Одинцов взял кошелек, вынул деньги, сунул их в карман, потом наклонился над арыком, бросил кошелек в воду.
– И концы в воду! – одобрительно произнес Дурнов.
– Пошли! В ресторан! – предложил Одинцов. – Рассчитаюсь, остальное потом поделим. Ну, похромали!
Уже в ресторане, сидя под огромным фикусом, Одинцов пересчитал деньги.
– Сколько? – нетерпеливо спросил Дурнов.
– Шестьдесят шесть…
– Счастливая цифра, – откликнулся тот. – Я сразу разгадал, что фартовый!
Подошла официантка, переставила с одного места на другое тонкие стаканы и прибор с горчицей и солью, критически оглядела клиентов, вынула блокнотик из передника, карандаш.

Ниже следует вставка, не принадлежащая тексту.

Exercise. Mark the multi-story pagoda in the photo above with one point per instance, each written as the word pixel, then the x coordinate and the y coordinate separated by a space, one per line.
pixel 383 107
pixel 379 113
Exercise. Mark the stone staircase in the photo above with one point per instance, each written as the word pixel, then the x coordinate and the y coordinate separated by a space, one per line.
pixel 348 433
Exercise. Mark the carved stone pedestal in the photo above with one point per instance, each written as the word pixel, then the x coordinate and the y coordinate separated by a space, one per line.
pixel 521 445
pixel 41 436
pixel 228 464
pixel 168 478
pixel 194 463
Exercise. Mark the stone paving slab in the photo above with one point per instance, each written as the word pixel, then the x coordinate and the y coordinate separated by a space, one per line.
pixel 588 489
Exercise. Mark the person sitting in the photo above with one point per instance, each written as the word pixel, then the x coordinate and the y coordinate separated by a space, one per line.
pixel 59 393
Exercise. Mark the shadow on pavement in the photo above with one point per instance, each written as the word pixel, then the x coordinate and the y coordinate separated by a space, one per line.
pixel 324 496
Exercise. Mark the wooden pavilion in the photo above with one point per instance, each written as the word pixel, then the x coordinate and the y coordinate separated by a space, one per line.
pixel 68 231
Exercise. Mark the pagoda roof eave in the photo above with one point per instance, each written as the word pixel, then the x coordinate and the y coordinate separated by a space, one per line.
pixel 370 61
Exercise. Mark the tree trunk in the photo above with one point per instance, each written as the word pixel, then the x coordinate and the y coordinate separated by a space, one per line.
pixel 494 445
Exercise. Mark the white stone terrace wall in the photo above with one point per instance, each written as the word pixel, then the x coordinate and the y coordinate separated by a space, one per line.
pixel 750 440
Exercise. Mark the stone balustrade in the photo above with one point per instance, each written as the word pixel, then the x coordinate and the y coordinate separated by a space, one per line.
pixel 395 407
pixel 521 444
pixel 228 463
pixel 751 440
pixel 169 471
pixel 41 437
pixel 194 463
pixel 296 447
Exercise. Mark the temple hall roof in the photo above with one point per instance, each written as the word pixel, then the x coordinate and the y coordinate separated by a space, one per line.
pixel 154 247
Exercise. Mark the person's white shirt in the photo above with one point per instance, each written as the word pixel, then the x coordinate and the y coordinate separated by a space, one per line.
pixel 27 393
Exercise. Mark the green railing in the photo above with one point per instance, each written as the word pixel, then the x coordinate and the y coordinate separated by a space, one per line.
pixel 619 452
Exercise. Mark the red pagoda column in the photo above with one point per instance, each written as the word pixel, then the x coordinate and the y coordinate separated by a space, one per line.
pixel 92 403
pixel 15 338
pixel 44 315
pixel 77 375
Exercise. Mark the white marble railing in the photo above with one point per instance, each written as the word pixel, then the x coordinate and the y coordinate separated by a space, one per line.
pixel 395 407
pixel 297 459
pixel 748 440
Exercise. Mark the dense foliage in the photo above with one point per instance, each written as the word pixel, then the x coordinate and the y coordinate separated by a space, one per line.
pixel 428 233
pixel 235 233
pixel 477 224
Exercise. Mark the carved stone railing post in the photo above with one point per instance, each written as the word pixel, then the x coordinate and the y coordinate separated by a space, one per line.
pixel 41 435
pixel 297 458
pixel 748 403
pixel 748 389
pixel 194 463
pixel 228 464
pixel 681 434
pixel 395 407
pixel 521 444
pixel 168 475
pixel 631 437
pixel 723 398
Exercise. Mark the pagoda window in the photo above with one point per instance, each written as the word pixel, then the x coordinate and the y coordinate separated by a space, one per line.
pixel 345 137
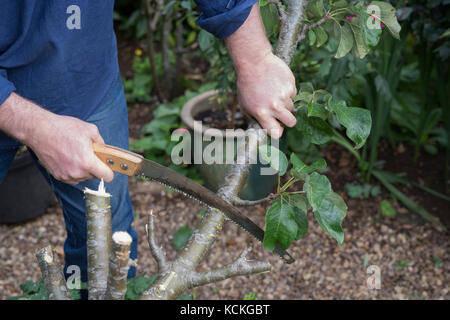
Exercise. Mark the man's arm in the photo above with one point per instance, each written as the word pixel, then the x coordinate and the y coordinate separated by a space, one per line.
pixel 63 144
pixel 265 83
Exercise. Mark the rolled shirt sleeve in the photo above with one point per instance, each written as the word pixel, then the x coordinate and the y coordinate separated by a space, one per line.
pixel 6 87
pixel 223 17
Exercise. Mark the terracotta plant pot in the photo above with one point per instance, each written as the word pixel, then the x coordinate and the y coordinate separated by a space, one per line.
pixel 24 193
pixel 257 186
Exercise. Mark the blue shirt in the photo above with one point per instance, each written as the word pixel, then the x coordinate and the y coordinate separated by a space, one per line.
pixel 62 54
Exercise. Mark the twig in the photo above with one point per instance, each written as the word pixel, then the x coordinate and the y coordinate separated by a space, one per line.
pixel 281 10
pixel 241 202
pixel 98 219
pixel 51 270
pixel 306 28
pixel 157 251
pixel 119 263
pixel 290 31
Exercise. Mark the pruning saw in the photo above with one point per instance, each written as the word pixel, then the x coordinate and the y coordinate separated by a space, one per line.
pixel 133 164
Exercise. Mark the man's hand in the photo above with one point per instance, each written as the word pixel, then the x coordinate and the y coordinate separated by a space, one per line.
pixel 265 83
pixel 63 144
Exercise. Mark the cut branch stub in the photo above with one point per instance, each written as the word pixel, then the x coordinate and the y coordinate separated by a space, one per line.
pixel 51 270
pixel 98 219
pixel 118 266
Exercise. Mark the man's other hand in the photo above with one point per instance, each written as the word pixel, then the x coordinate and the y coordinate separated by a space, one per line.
pixel 267 93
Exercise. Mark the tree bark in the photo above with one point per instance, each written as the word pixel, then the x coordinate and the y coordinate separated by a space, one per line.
pixel 119 263
pixel 98 219
pixel 51 270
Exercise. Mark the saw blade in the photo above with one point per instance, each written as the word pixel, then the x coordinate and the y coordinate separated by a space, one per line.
pixel 190 188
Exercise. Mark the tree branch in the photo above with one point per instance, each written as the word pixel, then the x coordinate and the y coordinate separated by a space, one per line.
pixel 305 28
pixel 281 10
pixel 119 263
pixel 98 219
pixel 181 274
pixel 241 202
pixel 289 32
pixel 51 270
pixel 241 266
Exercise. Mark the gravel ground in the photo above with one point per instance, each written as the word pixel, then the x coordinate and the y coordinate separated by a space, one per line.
pixel 414 259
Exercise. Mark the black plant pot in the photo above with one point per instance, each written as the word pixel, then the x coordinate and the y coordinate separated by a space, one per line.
pixel 24 193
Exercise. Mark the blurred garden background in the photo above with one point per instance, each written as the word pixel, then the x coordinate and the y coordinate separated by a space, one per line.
pixel 397 186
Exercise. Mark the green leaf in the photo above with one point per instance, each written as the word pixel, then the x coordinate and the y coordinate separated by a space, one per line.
pixel 298 201
pixel 303 96
pixel 330 215
pixel 357 121
pixel 205 40
pixel 360 49
pixel 321 35
pixel 284 224
pixel 317 187
pixel 300 204
pixel 386 15
pixel 316 8
pixel 317 110
pixel 137 285
pixel 275 157
pixel 314 129
pixel 306 87
pixel 346 42
pixel 182 236
pixel 311 37
pixel 387 210
pixel 300 169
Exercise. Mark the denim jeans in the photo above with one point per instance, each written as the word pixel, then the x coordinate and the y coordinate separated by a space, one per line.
pixel 112 121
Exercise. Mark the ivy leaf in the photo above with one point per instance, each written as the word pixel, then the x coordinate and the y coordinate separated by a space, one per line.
pixel 360 49
pixel 321 35
pixel 346 42
pixel 386 15
pixel 182 236
pixel 317 187
pixel 357 121
pixel 276 158
pixel 311 37
pixel 330 214
pixel 284 224
pixel 300 169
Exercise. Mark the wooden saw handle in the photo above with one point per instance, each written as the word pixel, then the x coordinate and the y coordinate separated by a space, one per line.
pixel 119 160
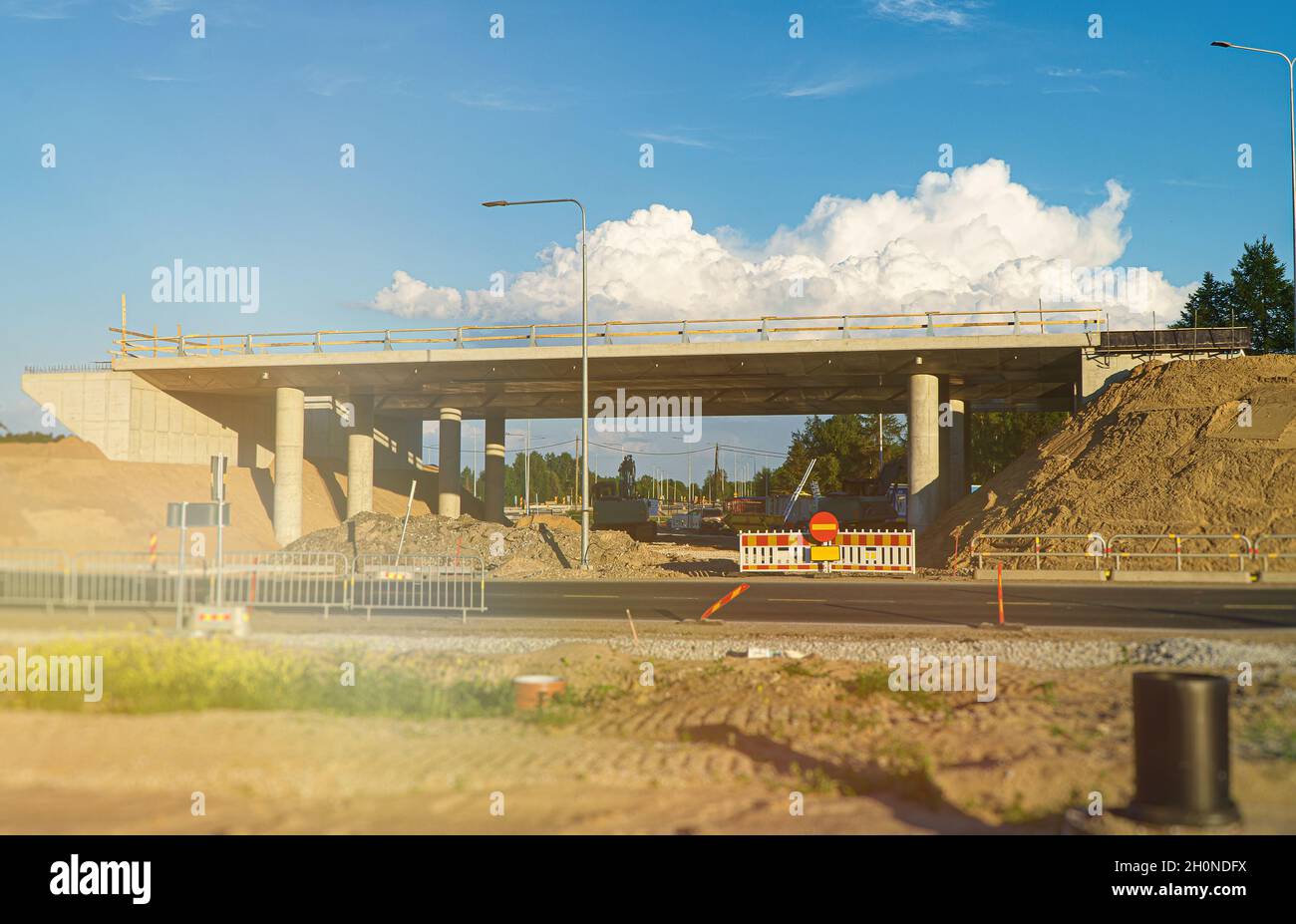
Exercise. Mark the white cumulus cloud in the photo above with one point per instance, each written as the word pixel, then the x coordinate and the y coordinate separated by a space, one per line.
pixel 962 241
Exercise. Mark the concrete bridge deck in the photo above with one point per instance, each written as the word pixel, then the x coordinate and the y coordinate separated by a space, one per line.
pixel 185 398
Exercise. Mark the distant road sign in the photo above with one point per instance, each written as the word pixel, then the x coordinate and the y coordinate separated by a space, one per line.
pixel 823 526
pixel 197 514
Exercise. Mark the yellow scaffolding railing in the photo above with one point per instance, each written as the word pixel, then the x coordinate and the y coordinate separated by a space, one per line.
pixel 135 344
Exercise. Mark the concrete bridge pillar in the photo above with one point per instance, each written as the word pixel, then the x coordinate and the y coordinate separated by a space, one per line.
pixel 289 442
pixel 924 452
pixel 448 461
pixel 359 458
pixel 495 468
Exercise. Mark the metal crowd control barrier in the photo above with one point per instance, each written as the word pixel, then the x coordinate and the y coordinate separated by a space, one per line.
pixel 1177 552
pixel 1273 538
pixel 419 582
pixel 133 579
pixel 34 577
pixel 1033 546
pixel 275 579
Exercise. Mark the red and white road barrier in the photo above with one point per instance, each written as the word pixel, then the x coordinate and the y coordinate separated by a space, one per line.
pixel 860 551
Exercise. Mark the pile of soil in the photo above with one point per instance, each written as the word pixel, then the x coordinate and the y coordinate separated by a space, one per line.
pixel 535 547
pixel 1164 452
pixel 68 448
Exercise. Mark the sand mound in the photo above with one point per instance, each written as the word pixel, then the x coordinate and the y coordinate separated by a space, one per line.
pixel 1162 452
pixel 539 546
pixel 68 496
pixel 68 448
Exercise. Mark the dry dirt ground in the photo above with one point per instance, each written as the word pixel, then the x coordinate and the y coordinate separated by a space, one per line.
pixel 709 747
pixel 1200 448
pixel 68 496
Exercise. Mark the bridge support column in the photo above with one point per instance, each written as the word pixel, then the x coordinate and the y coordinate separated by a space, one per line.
pixel 289 441
pixel 495 468
pixel 448 461
pixel 924 452
pixel 359 458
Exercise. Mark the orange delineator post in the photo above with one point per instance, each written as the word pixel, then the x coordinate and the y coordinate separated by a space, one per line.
pixel 999 574
pixel 725 600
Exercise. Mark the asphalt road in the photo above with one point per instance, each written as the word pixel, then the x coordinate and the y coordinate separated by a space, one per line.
pixel 906 603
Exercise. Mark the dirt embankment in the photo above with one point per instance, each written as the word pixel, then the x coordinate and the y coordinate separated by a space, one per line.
pixel 1205 448
pixel 535 547
pixel 66 495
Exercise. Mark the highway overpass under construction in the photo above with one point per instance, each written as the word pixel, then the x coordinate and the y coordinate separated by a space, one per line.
pixel 275 398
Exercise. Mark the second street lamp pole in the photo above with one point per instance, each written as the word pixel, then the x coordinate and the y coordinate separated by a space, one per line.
pixel 584 374
pixel 1291 103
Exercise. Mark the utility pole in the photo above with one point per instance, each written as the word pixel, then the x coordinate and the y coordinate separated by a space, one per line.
pixel 879 446
pixel 716 474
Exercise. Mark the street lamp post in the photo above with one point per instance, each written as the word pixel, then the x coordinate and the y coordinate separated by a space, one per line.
pixel 1291 103
pixel 584 372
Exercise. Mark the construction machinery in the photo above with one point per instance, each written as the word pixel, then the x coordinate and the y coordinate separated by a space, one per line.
pixel 618 505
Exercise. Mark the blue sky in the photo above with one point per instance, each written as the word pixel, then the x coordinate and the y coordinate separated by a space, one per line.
pixel 225 150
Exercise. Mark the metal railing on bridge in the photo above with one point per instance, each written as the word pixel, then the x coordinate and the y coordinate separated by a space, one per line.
pixel 134 344
pixel 1038 548
pixel 1171 546
pixel 1275 560
pixel 1042 551
pixel 320 581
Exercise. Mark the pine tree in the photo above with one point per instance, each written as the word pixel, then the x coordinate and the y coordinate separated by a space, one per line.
pixel 1208 305
pixel 1261 297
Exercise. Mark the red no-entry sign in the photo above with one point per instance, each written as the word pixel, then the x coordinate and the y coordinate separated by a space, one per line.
pixel 823 526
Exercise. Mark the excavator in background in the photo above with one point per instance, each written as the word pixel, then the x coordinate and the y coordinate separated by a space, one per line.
pixel 618 505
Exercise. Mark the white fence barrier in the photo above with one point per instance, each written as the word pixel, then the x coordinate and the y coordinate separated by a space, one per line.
pixel 860 551
pixel 785 551
pixel 876 551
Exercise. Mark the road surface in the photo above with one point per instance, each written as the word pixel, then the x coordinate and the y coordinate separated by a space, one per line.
pixel 906 603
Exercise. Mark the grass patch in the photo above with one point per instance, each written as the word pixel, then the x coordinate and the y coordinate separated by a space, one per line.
pixel 798 669
pixel 876 682
pixel 167 676
pixel 1271 739
pixel 573 704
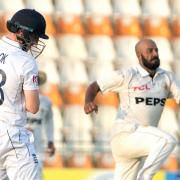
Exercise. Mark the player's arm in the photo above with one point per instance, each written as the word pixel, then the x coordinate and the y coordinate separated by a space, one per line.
pixel 31 100
pixel 49 130
pixel 90 95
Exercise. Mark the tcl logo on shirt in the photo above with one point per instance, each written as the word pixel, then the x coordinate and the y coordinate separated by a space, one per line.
pixel 150 101
pixel 35 79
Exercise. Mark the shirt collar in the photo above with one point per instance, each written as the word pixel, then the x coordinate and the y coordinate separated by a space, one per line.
pixel 144 73
pixel 10 42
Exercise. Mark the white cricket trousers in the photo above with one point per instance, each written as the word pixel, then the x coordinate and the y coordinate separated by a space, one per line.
pixel 18 160
pixel 140 154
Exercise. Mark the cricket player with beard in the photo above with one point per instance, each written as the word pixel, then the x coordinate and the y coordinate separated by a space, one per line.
pixel 19 93
pixel 138 146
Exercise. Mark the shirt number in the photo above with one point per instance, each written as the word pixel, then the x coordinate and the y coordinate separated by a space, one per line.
pixel 2 82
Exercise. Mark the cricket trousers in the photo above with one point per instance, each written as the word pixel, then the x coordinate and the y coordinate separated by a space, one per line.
pixel 139 154
pixel 18 159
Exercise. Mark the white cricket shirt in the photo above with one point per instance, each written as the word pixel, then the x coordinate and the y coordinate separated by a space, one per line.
pixel 42 121
pixel 142 98
pixel 18 72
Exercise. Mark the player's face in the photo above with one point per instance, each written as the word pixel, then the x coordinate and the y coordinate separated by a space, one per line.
pixel 150 58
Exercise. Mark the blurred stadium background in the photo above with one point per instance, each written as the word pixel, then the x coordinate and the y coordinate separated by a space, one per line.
pixel 88 38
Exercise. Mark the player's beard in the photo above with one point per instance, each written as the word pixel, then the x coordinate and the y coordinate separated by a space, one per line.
pixel 153 64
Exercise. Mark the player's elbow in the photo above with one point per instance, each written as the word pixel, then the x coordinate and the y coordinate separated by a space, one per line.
pixel 33 109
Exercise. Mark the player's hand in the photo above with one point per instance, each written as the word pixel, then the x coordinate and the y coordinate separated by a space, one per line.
pixel 51 149
pixel 90 107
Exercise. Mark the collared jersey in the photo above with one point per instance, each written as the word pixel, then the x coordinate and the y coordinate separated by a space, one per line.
pixel 18 72
pixel 142 98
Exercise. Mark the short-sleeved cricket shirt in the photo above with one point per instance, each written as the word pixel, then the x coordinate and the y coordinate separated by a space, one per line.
pixel 142 98
pixel 18 72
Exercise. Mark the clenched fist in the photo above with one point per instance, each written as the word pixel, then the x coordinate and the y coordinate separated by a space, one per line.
pixel 90 107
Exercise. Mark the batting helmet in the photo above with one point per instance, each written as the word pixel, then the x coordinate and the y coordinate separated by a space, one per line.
pixel 32 25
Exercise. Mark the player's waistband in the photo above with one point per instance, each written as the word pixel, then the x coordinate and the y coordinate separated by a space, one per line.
pixel 34 120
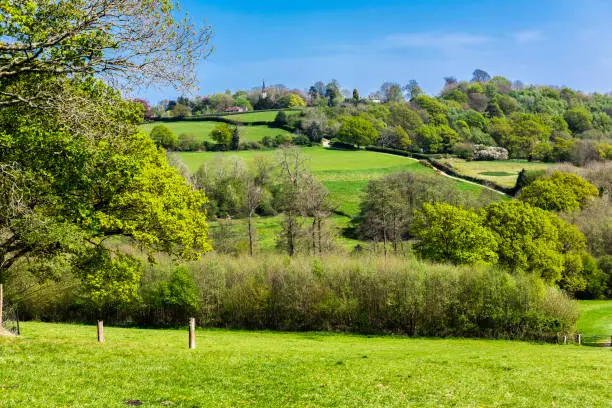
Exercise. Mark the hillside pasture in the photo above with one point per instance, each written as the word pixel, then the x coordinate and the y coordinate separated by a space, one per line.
pixel 267 116
pixel 57 365
pixel 201 130
pixel 595 317
pixel 344 172
pixel 503 173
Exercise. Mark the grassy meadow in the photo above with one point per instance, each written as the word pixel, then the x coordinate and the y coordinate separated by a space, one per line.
pixel 503 173
pixel 595 317
pixel 58 365
pixel 251 117
pixel 345 173
pixel 201 130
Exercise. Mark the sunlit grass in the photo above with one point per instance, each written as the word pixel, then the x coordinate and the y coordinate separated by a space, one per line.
pixel 63 366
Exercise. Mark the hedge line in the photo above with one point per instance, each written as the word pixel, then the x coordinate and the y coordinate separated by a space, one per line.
pixel 431 159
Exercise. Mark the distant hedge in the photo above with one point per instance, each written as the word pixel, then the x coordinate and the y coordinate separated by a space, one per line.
pixel 357 294
pixel 446 168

– Что будете пить, мальчики?
Дурнов рассмеялся:
– Принципиальный вопрос! Будем пить водку! Много! И еще мальчики хотят и-ко-го-чки!
– Водку в одни руки больше полутораста не подаем, – предупредила она с достоинством. – Икорочки красной?
– Сухой закон?! – удивился Дурнов. – Нам нужно как в песне у Лени Утесова: «Подадут родные нам восемь раз по триста грамм». У мальчиков сегодня праздник. Премию получили!
– Я повторю, – миролюбиво пообещала официантка.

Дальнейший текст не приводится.